Perasaan Barbara nyaman, dia terus meremasnya. Perlahan rasa marah dan kecewanya hilang. Berubah menjadi rasa bahagia

“Ajaib!” guman Barbara pelan.

Malamnya Barbara mimpi seram, mama dan papanya jatuh miskin. Semua gara-gara kelakuannya, yang suka memaksakan kehendak. Barbara sampai menangis dalam mimpinya karena tak tahan melihat penderitaan keluarganya.
“Maafin Barbara ma, Barbara nggak akan gitu lagi”

***
Esok paginya saat sarapan, papa memberitahunya akan membelikan sepatu baru yang diinginkannya. Tapi Barbara menolak.

Hal itu mengejutkan papa dan mama. 

“Lho…bukannya kemarin kamu bilang mama jahat, karena tidak membelikan Barbara sepatu baru? Tanya mama heran. 

“Barbara nggak mau lagi ma” ia menyuapkan sesuap nasi goreng ke mulutnya.

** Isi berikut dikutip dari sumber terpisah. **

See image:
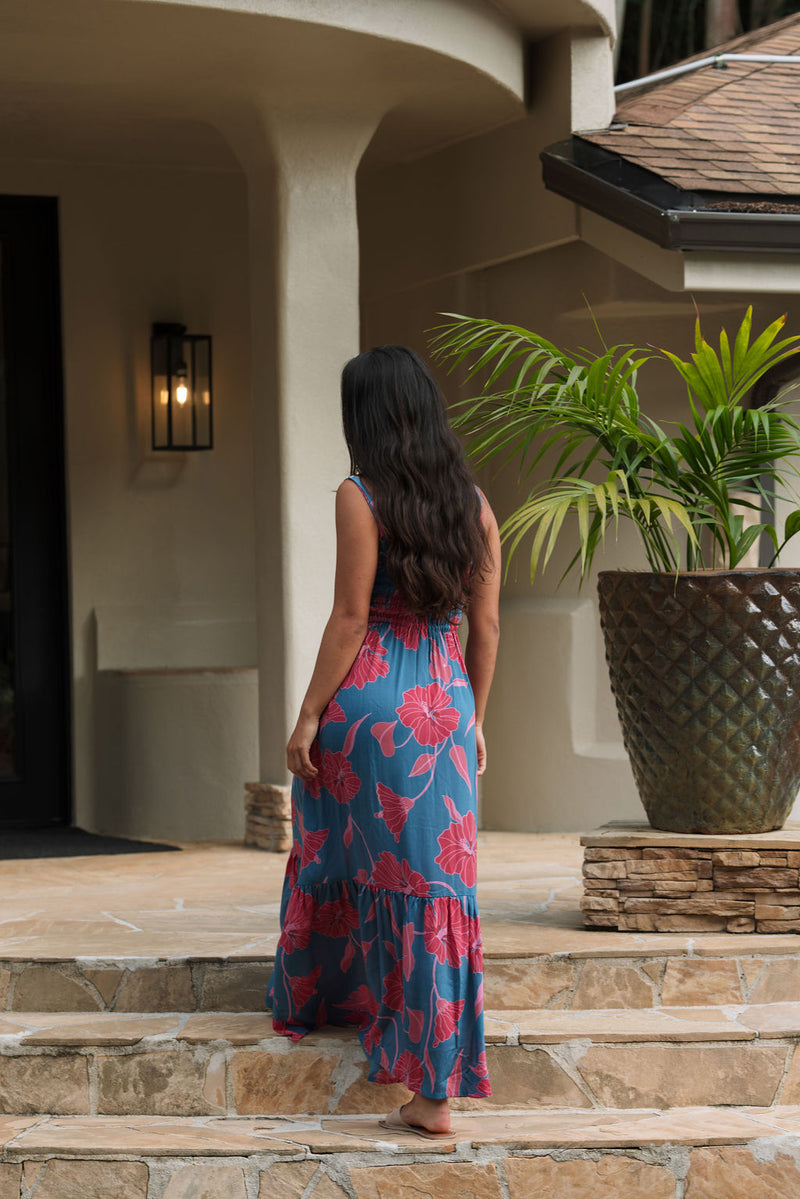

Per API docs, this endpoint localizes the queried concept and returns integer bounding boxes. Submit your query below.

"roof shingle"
[578,13,800,195]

Ia sangat takut mimpinya menjadi kenyataan.

“Yakin…..? Apa Barbara tidak tertarik lagi, ikut geng Micha?” mama bertanya sekali lagi.

“Nggak…….” Sahutnya singkat. Kemudian… “Barbara berangkat sekolah dulu. I love you ma” kemudian dia mencium pipi dan tangan mamanya.

Papa yang melihatnya sangat terkejut dengan perubahan drastic anak semata wayangnya itu.
“Kamu nggak apa-apa kan sayang?” Papa mendekati Barbara.

“Kenapa emangnya pa?” Barbara berubah ya? Hahahhahaha jangan khawatir Pa, Barbara nggak papa kok.” Lalu dia menceritakan tentang slime yang ditemukannya berikut mimpinya.

“Barbara ingin berubah. Barbara nggak mau mama dan papa menderita karena kelakukan Barbara.”Katanya dengan malu-malu.

Lantas Mama dan papa mendekap Barbara hangat.